Date: 
Friday 8 May 2015
Image: 

The Close the Gap Campaign has released it's position paper on the Federal Budget 2015-16, calling on Government to restore cuts of up to $534.4 million over five years from the rationalisation of Indigenous Affairs programs, grants and activities administered by the Prime Minister and Cabinet and Health portfolios.

Co-Chairs Mick Gooda and Kirstie Parker said Indigenous health programs must be quarantined from Budget cuts.

“The nation expects greater action from governments to close the unacceptable health and life expectancy gap between Aboriginal and Torres Strait Islander peoples and non-Indigenous Australians,” Mr Gooda said.

“As we look towards the 2015–16 Budget, we are seeking reassurance from the Australian Government that its commitment to Closing the Gap will be honoured and appropriately funded.”

Ms Parker, who is also Co-Chair of the National Congress of Australia’s First Peoples, said there was a strong economic case for targeted investment in Aboriginal and Torres Strait Islander health.

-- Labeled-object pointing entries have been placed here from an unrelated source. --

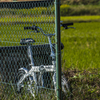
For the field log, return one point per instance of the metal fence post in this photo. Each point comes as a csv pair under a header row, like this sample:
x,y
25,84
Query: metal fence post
x,y
58,48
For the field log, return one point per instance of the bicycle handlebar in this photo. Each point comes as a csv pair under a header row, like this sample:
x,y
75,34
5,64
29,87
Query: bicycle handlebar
x,y
35,28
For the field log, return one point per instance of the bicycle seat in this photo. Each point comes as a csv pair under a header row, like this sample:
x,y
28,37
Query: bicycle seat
x,y
27,41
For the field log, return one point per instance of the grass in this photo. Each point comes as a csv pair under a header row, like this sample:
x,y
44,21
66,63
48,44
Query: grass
x,y
81,54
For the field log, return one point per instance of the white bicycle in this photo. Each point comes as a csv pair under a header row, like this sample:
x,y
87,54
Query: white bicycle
x,y
34,79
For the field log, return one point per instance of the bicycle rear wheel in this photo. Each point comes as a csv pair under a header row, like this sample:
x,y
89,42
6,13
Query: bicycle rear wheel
x,y
66,92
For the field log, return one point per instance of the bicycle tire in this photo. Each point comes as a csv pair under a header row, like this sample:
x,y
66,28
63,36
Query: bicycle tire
x,y
66,89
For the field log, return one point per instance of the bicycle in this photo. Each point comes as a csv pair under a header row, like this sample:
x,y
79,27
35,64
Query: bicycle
x,y
29,78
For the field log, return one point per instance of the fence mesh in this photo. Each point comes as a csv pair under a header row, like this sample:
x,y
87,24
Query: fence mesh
x,y
14,55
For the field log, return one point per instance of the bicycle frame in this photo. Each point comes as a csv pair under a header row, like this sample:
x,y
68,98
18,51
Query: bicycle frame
x,y
40,69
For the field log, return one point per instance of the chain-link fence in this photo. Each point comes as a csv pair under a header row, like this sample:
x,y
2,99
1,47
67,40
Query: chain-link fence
x,y
20,44
27,50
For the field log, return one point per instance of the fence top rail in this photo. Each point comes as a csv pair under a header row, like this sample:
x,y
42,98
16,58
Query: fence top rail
x,y
22,0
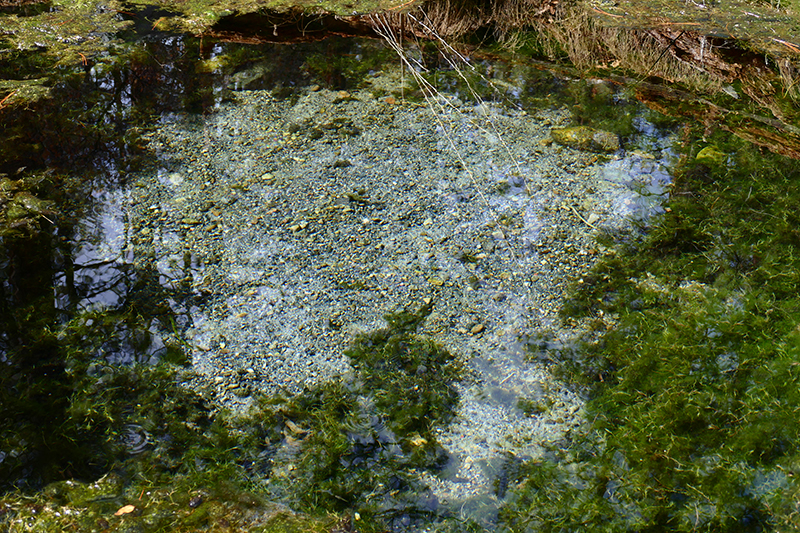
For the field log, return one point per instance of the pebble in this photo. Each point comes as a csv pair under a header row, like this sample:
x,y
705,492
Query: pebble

“We have a real opportunity to make relatively large health and life expectancy gains in relatively short periods of time, but only if there is targeted, long-term investment in primary and chronic health care,” Ms Parker said.

“Evidence shows that health is critical to achieving better education and employment outcomes. An investment commitment to Aboriginal and Torres Strait Islander health is an investment in the social and economic wellbeing of our communities.”

Ms Parker and Mr Gooda noted that the implementation of the National Aboriginal and Torres Strait Islander Health Plan was capable of driving progress towards the best possible outcomes from investment in health and related services, and warned against reforms to the Medicare system that could have a disproportionate impact on Aboriginal and Torres Strait Islander health.

They also called on Government to build the capacity of the Aboriginal Community Controlled Health Services (ACCHS).

“Health services controlled by Aboriginal communities provider greater access to services, proven advantages in the detection and management of chronic disease, and employment opportunities,” Ms Parker said.

Mr Gooda, who is also Aboriginal and Torres Strait Islander Social Justice Commissioner at the Australian Human Rights Commission, said it was essential that ACCHS representative bodies at the national and state level and national Aboriginal and Torres Strait Islander health workforce, research and healing and wellbeing organisations were funded. These organisations are important change drivers for achieving health outcomes.

“There has also been great uncertainty and distress in Aboriginal and Torres Strait Islander communities over the Indigenous Advancement Strategy tendering process,” Mr Gooda said.

“It is vitally important that Aboriginal and Torres Strait Islander organisations working at the frontline of our communities receive appropriate funding.”